The company - and the movement behind it - entered the political mainstream in March 2001 when Vorilhon and Boisselier testified before a congressional committee about the future of cloning.
The United States has no specific law prohibiting the creation of human clones. Last year, the House of Representatives passed a bill banning all forms of human cloning, but the legislation stalled in the Senate.
"Stopping science is a crime against humanity,'' Vorilhon testified.

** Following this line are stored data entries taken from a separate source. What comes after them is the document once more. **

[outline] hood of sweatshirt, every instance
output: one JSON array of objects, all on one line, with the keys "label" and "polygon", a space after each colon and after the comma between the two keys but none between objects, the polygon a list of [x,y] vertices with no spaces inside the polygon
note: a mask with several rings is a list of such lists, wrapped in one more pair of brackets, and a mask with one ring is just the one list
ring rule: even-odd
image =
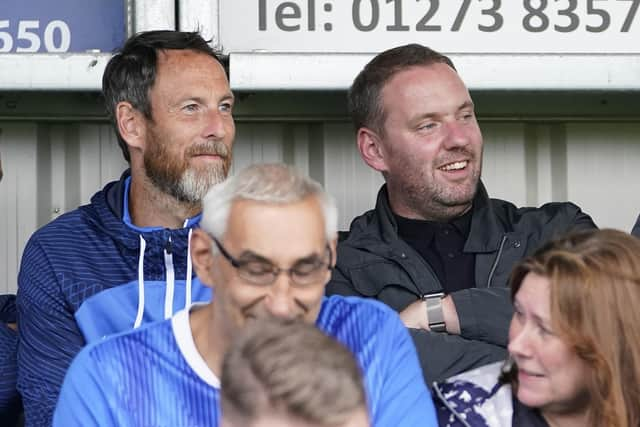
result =
[{"label": "hood of sweatshirt", "polygon": [[87,342],[167,319],[194,301],[211,299],[210,289],[194,276],[189,255],[200,215],[179,229],[137,227],[128,212],[130,181],[127,170],[79,208],[89,234],[110,243],[100,260],[103,268],[109,269],[105,261],[112,260],[112,268],[125,270],[126,277],[82,301],[75,317]]}]

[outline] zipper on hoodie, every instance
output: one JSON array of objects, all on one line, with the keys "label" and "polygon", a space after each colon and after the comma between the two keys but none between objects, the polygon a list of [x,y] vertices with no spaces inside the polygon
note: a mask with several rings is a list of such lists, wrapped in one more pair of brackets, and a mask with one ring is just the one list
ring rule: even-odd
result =
[{"label": "zipper on hoodie", "polygon": [[164,244],[164,250],[169,255],[173,254],[173,241],[171,240],[171,234],[169,234],[169,238],[167,239],[167,242]]}]

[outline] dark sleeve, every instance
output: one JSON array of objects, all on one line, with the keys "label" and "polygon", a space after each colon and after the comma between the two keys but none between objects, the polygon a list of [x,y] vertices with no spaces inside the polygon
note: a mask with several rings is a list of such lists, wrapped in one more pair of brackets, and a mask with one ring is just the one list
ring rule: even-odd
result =
[{"label": "dark sleeve", "polygon": [[325,293],[327,295],[362,296],[355,290],[351,281],[340,272],[338,267],[333,269],[331,280],[327,283]]},{"label": "dark sleeve", "polygon": [[507,357],[506,348],[486,342],[422,329],[409,329],[409,332],[427,384]]},{"label": "dark sleeve", "polygon": [[507,346],[509,323],[513,315],[508,287],[469,288],[452,292],[460,321],[460,336]]},{"label": "dark sleeve", "polygon": [[18,275],[18,390],[25,426],[50,426],[60,386],[84,345],[47,254],[27,244]]}]

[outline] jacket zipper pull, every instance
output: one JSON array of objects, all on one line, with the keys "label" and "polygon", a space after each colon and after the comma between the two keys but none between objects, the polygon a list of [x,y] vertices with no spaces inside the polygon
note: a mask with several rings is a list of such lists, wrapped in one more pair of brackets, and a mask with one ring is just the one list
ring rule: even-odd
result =
[{"label": "jacket zipper pull", "polygon": [[167,240],[166,245],[164,245],[164,250],[169,255],[173,253],[173,243],[171,242],[171,236],[169,236],[169,239]]}]

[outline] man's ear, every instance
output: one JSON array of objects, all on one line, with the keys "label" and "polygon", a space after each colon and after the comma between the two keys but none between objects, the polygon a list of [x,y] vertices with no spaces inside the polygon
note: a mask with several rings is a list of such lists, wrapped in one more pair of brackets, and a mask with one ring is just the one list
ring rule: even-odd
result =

Boisselier, who was a visiting assistant professor of chemistry at Hamilton College, in Clinton, N.Y., shocked congressional members with her account of Clonaid's effort to clone a baby for a West Virginia couple who had lost their 10-month-old child to a heart defect in 1999.

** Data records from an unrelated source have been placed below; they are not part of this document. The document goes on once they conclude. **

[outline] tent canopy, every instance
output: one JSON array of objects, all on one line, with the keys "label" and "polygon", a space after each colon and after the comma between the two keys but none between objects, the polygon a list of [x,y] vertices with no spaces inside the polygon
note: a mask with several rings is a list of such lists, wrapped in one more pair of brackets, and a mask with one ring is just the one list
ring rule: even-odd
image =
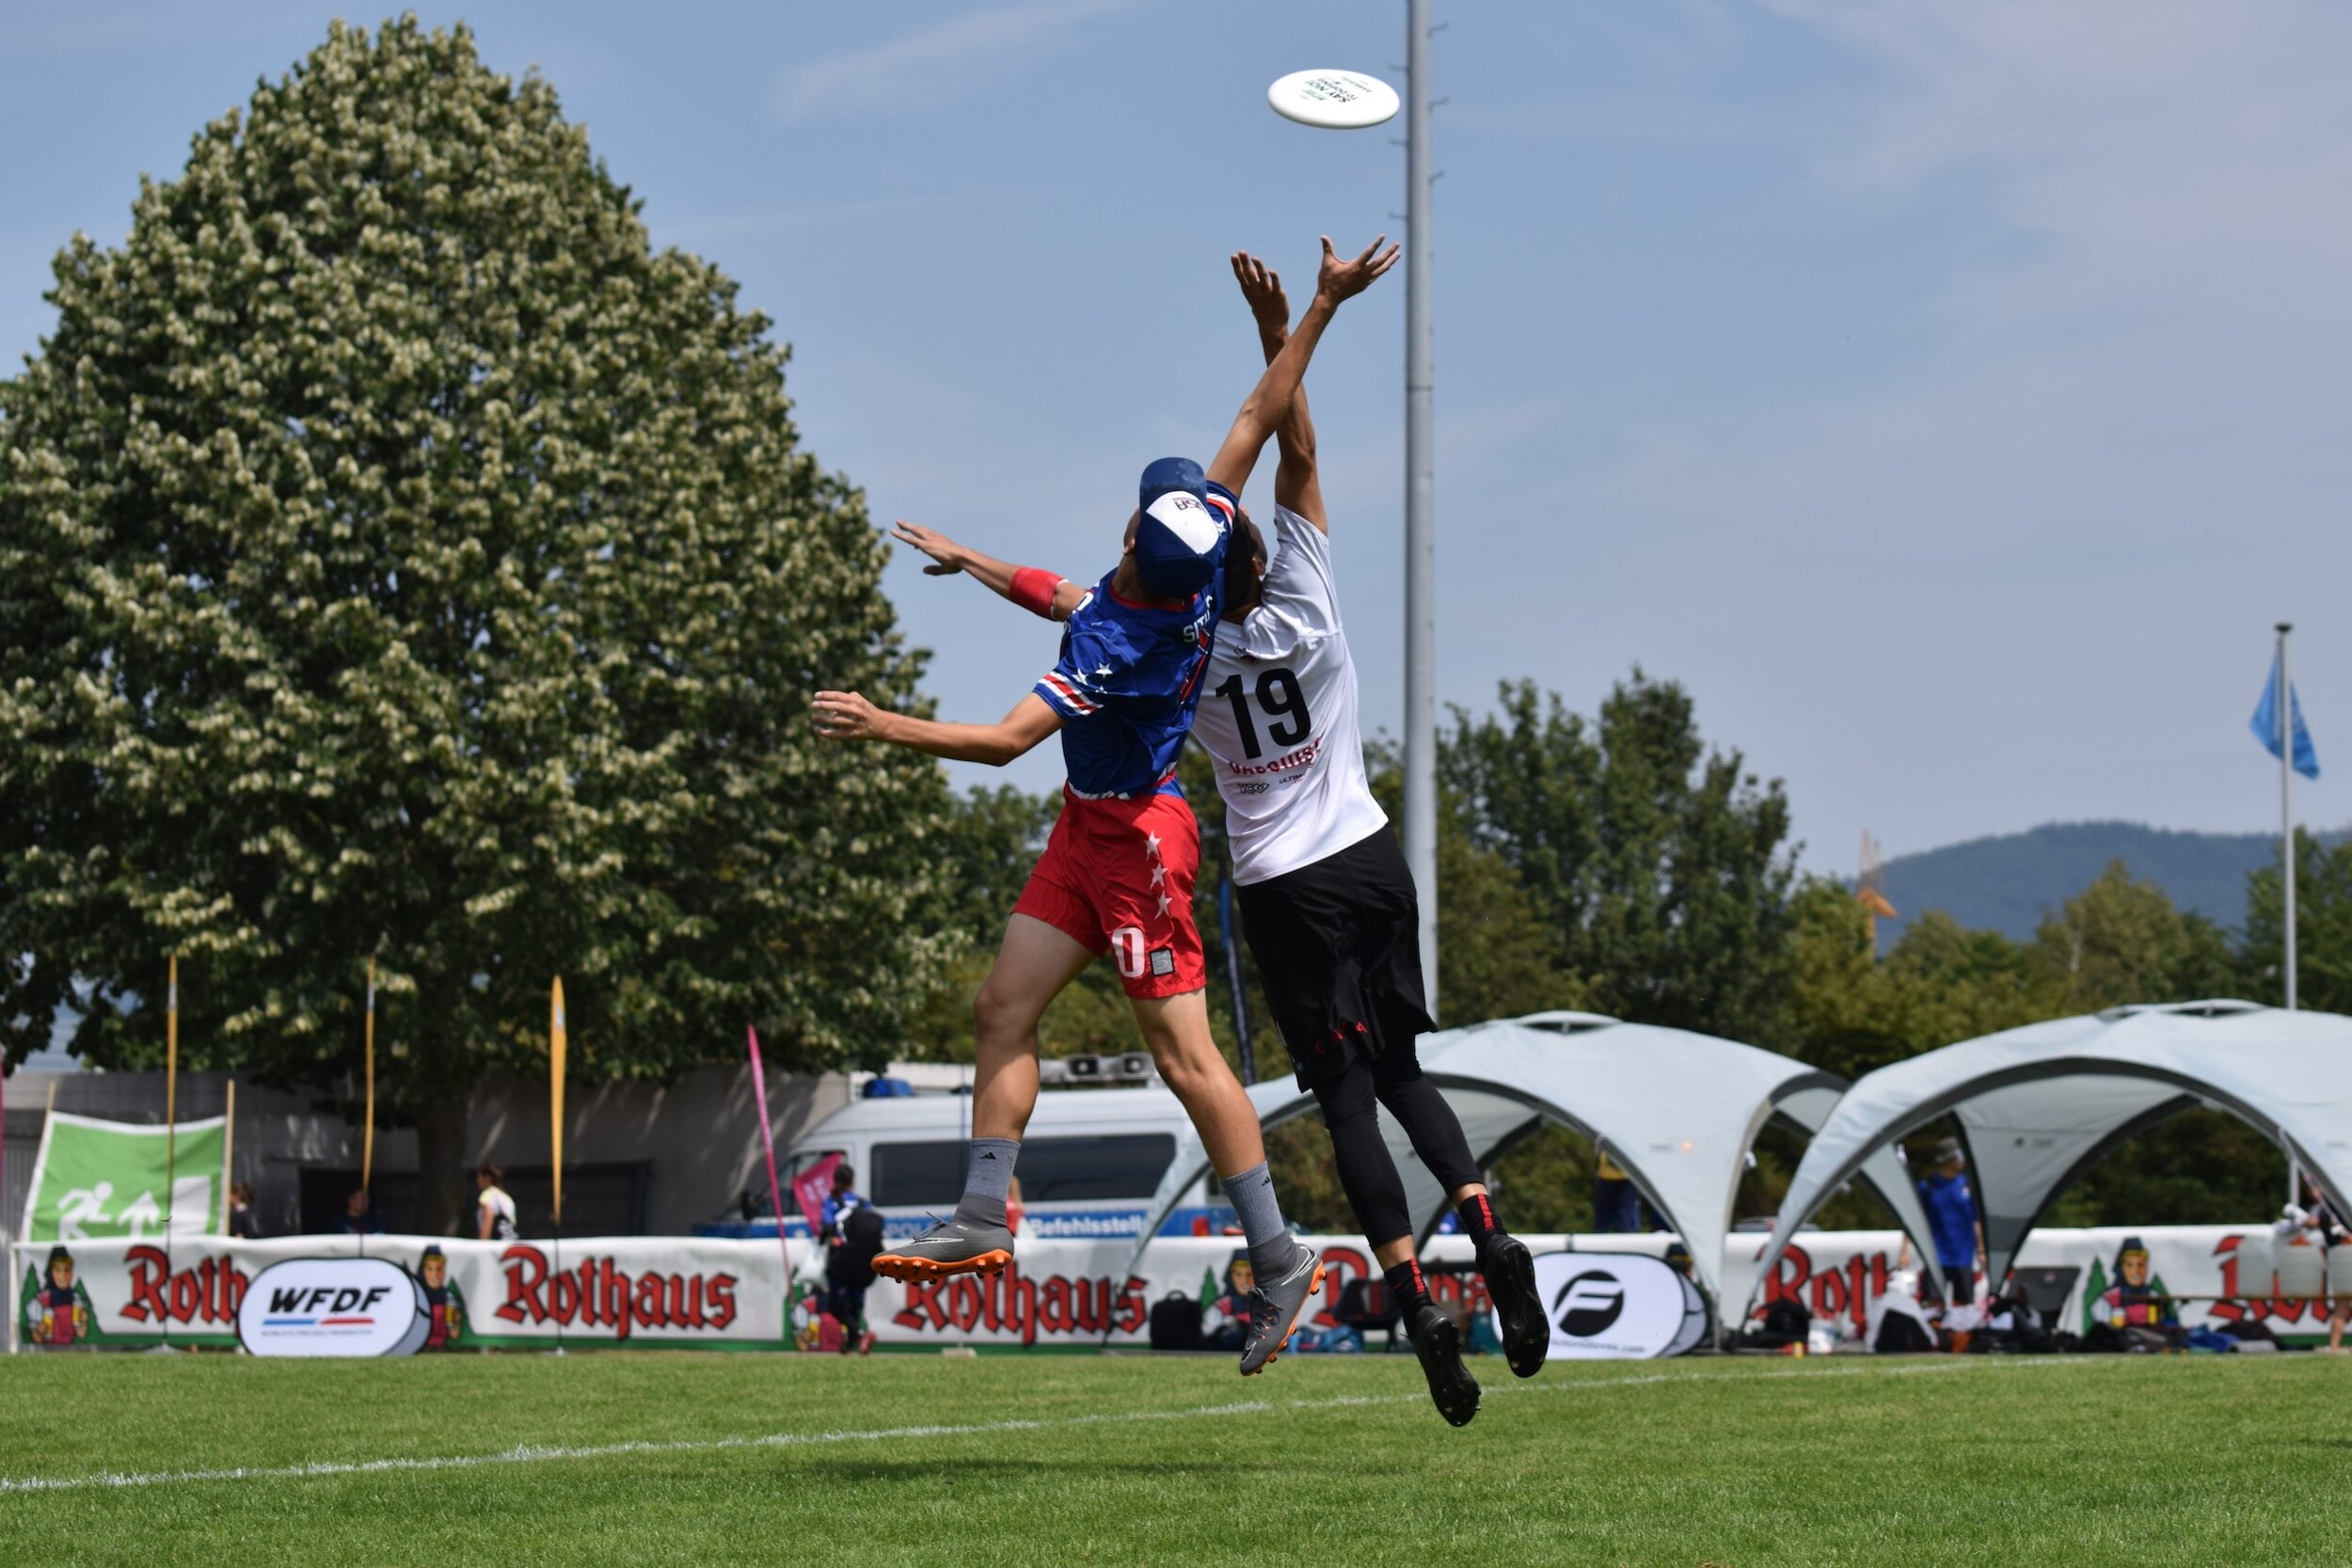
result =
[{"label": "tent canopy", "polygon": [[2352,1019],[2233,1001],[2118,1007],[1963,1040],[1854,1085],[1797,1167],[1764,1266],[1840,1182],[1949,1112],[1966,1135],[1997,1282],[2084,1171],[2201,1104],[2279,1143],[2338,1204],[2352,1193]]},{"label": "tent canopy", "polygon": [[[1533,1013],[1426,1037],[1422,1069],[1461,1118],[1481,1166],[1545,1122],[1609,1151],[1650,1206],[1681,1236],[1710,1298],[1720,1298],[1724,1238],[1748,1150],[1779,1118],[1810,1133],[1843,1080],[1787,1056],[1681,1029],[1620,1023],[1597,1013]],[[1262,1126],[1315,1109],[1288,1080],[1249,1089]],[[1381,1136],[1405,1178],[1414,1234],[1425,1237],[1446,1194],[1384,1110]],[[1142,1255],[1184,1190],[1208,1171],[1188,1135],[1160,1183],[1136,1244]],[[1924,1250],[1927,1222],[1892,1152],[1856,1173],[1878,1188]]]}]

"We will do all that is humanly possible to bring the belated twin of this boy back to life and healthy,'' Boisselier testified. "If it becomes impossible to do it in this country, Clonaid will go elsewhere.''
Clonaid's venture was partly financed by Mark and Tracy Hunt, the Charleston, W.Va., parents who put up $500,000 to create a cloning lab in a former high school in the nearby town of Nitro.
The U.S. Justice Department and the Food and Drug Administration considered stopping Clonaid in court, according to published reports. When federal investigators inspected the lab, they concluded the company was years away from attempting to clone a human.
A federal grand jury in Syracuse, N.Y., then launched an investigation into whether Boisselier defrauded the Hunts and other potential investors.
Boisselier could not be reached for comment Sunday.
Mark Hunt, a lawyer and former state legislator, eventually parted ways with Boisselier, calling her a "press hog'' in The Syracuse Post-Standard. Vorilhon told The Miami Herald on Sunday that no charges were filed, and he planned to sue the U.S. government. He said the Nitro lab was merely a "decoy'' and that the real research was taking place elsewhere.